One-dimensional stacking miniaturized low-frequency metamaterial bulk for near-field applications

Metamaterials (MTMs) are very promising in engineering applications because they can be used to easily manipulate the spatial and temporal distributions of electromagnetic fields and waves. Nevertheless, studies on MTMs have been directed primarily toward high-frequency electromagnetics and optics. Consequently, the development and applications for MTMs in low-frequency electromagnetics still face some bottleneck problems and challenges. For example, deteriorated resonance strength and large unit dimensions are inevitable for low-frequency MTM unit cells. Moreover, the existing analytical, computational, and experimental methodologies for MTMs are not applicable for low-frequency cases. To address these problems, one-dimensional compact stacking miniaturized MTM bulk in the kHz frequency band, which is the lowest resonance frequency for passive MTMs reported to date in the literature, is proposed and fabricated. This work develops a miniaturized and high performance low-frequency MTM unit cell using a unit topology that consists of two spiral structures connected with a via and a lumped chip capacitor. A numerical model is proposed for performance simulations of the MTM unit cell, and a quality factor equivalence-based method is introduced. An experimental-numerical methodology is developed to extract the complex permeability of the MTM bulk.
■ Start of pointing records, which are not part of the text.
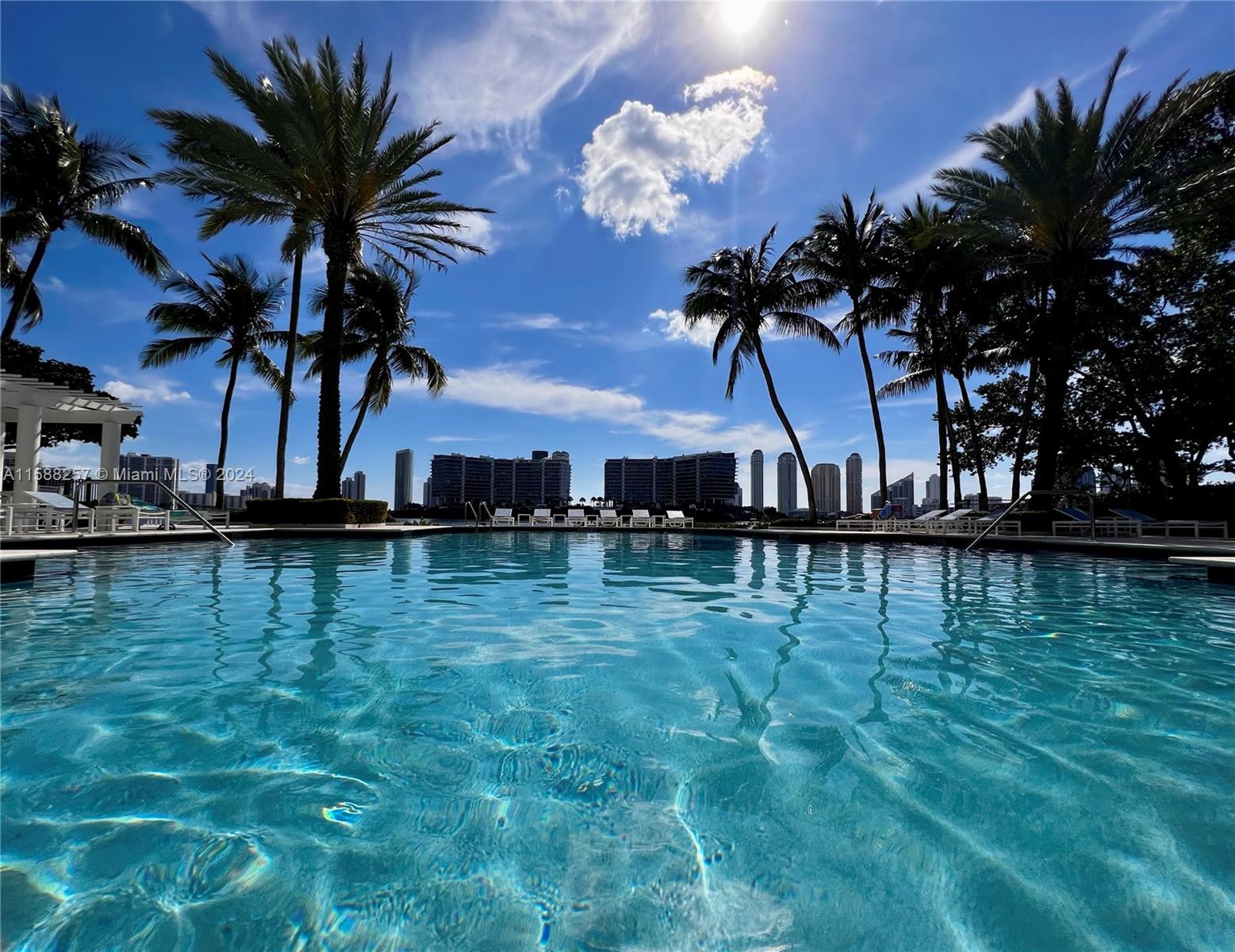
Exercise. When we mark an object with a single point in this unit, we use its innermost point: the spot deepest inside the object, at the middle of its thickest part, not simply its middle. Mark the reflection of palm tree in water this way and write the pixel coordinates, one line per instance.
(877, 715)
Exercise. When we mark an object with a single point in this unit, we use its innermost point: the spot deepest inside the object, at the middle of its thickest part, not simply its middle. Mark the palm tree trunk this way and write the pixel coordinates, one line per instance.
(875, 410)
(328, 413)
(356, 428)
(788, 430)
(1026, 414)
(942, 416)
(223, 432)
(976, 442)
(22, 290)
(290, 368)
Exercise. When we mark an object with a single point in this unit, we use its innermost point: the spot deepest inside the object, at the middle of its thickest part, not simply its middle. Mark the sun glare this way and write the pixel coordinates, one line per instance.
(740, 17)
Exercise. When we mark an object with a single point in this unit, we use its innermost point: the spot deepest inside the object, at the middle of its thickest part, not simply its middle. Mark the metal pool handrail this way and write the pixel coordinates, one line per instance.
(159, 483)
(1026, 495)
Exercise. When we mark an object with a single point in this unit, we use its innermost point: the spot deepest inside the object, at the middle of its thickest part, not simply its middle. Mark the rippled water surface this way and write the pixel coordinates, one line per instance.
(566, 741)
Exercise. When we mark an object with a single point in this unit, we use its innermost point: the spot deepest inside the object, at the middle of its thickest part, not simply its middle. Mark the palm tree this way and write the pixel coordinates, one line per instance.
(1068, 193)
(359, 188)
(744, 294)
(53, 179)
(847, 252)
(235, 309)
(247, 177)
(378, 328)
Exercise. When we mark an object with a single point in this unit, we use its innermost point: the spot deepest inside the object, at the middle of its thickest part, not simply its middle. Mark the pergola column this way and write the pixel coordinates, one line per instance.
(109, 457)
(30, 437)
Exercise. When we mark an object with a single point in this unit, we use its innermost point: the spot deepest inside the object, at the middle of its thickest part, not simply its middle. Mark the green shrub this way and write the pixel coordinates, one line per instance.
(315, 512)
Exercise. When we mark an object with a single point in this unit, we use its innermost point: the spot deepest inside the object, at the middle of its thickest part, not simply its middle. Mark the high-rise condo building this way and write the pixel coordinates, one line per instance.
(540, 481)
(853, 484)
(899, 494)
(757, 479)
(141, 468)
(678, 481)
(825, 478)
(403, 462)
(786, 483)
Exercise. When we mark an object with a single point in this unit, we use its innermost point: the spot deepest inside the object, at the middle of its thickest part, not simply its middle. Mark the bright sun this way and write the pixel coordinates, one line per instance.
(740, 17)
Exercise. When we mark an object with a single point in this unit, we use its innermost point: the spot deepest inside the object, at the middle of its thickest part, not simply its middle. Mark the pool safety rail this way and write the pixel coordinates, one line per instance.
(988, 530)
(161, 484)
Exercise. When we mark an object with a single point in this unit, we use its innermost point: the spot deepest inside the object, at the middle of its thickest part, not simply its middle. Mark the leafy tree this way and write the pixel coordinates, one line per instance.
(52, 179)
(847, 252)
(1070, 189)
(246, 177)
(744, 293)
(359, 186)
(235, 309)
(378, 328)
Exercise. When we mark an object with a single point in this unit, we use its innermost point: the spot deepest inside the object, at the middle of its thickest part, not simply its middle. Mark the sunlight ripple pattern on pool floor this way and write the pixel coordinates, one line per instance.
(624, 741)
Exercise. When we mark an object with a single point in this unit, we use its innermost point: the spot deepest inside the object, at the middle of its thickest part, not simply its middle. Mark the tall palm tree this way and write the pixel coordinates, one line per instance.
(1068, 192)
(378, 328)
(236, 309)
(744, 293)
(847, 252)
(53, 179)
(359, 186)
(247, 177)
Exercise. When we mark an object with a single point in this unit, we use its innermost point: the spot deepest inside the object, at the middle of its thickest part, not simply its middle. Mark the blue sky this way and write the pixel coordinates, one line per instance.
(616, 144)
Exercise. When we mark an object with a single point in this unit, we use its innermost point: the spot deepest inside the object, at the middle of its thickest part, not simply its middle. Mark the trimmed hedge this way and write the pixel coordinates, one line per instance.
(316, 512)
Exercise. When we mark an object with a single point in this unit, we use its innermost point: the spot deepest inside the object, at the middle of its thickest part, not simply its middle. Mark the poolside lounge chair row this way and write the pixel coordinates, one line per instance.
(581, 519)
(37, 512)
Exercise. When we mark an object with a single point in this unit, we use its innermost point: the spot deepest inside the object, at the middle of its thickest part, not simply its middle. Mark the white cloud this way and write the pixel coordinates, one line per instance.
(478, 230)
(638, 155)
(745, 80)
(673, 326)
(493, 86)
(148, 390)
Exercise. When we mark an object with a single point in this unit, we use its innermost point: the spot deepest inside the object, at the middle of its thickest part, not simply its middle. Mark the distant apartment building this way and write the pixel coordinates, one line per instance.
(257, 490)
(678, 481)
(853, 484)
(899, 494)
(354, 486)
(140, 468)
(456, 478)
(757, 479)
(825, 478)
(786, 483)
(403, 470)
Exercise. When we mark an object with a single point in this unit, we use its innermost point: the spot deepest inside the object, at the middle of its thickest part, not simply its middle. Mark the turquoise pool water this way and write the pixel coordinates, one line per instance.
(521, 741)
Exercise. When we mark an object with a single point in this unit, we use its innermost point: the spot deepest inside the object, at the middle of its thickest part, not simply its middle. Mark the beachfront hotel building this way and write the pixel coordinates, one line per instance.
(454, 478)
(825, 479)
(757, 479)
(403, 468)
(899, 494)
(853, 484)
(678, 481)
(786, 483)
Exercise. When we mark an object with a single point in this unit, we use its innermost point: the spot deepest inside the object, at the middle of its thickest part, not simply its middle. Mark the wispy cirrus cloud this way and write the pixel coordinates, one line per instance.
(638, 157)
(493, 86)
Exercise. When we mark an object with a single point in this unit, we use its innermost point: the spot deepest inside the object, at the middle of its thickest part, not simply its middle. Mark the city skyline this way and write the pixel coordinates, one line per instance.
(598, 353)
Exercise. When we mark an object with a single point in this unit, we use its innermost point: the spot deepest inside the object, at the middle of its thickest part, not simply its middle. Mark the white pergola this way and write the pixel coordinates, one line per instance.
(33, 403)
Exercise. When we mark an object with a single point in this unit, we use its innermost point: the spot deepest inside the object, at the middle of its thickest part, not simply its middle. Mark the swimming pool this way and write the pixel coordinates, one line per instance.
(629, 741)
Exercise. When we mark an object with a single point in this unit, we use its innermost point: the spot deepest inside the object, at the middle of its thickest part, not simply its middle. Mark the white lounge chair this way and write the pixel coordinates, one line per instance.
(1166, 525)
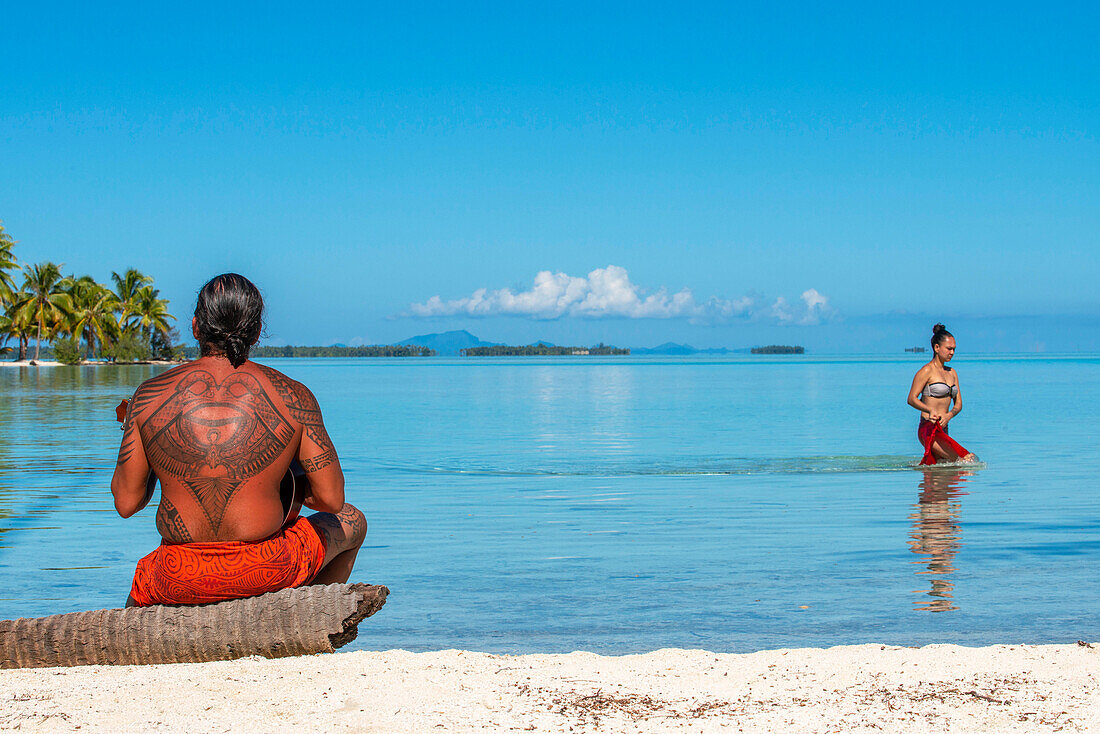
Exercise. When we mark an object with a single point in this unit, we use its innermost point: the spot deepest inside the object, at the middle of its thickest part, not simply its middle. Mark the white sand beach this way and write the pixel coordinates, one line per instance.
(28, 363)
(865, 688)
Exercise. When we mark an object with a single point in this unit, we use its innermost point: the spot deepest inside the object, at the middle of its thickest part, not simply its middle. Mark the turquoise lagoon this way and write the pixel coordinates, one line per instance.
(626, 504)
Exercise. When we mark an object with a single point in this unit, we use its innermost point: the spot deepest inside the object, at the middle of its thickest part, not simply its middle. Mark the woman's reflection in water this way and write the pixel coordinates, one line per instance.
(936, 534)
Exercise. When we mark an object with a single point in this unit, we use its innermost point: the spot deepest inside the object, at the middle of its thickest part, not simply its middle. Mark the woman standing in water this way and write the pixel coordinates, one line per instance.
(935, 387)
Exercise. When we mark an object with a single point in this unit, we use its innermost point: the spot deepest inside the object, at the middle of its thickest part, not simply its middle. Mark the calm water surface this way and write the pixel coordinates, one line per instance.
(627, 504)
Comprehensive numerical computations and experimental studies significantly impact the investigation of the extraordinary performance of MTM-based near-field electromagnetic devices. Both numerical and experimental results have confirmed the feasibility and applicability of the presented work, which reveals the extraordinary physical properties of novel MTM-based electromagnetic devices. Published under license by AIP Publishing.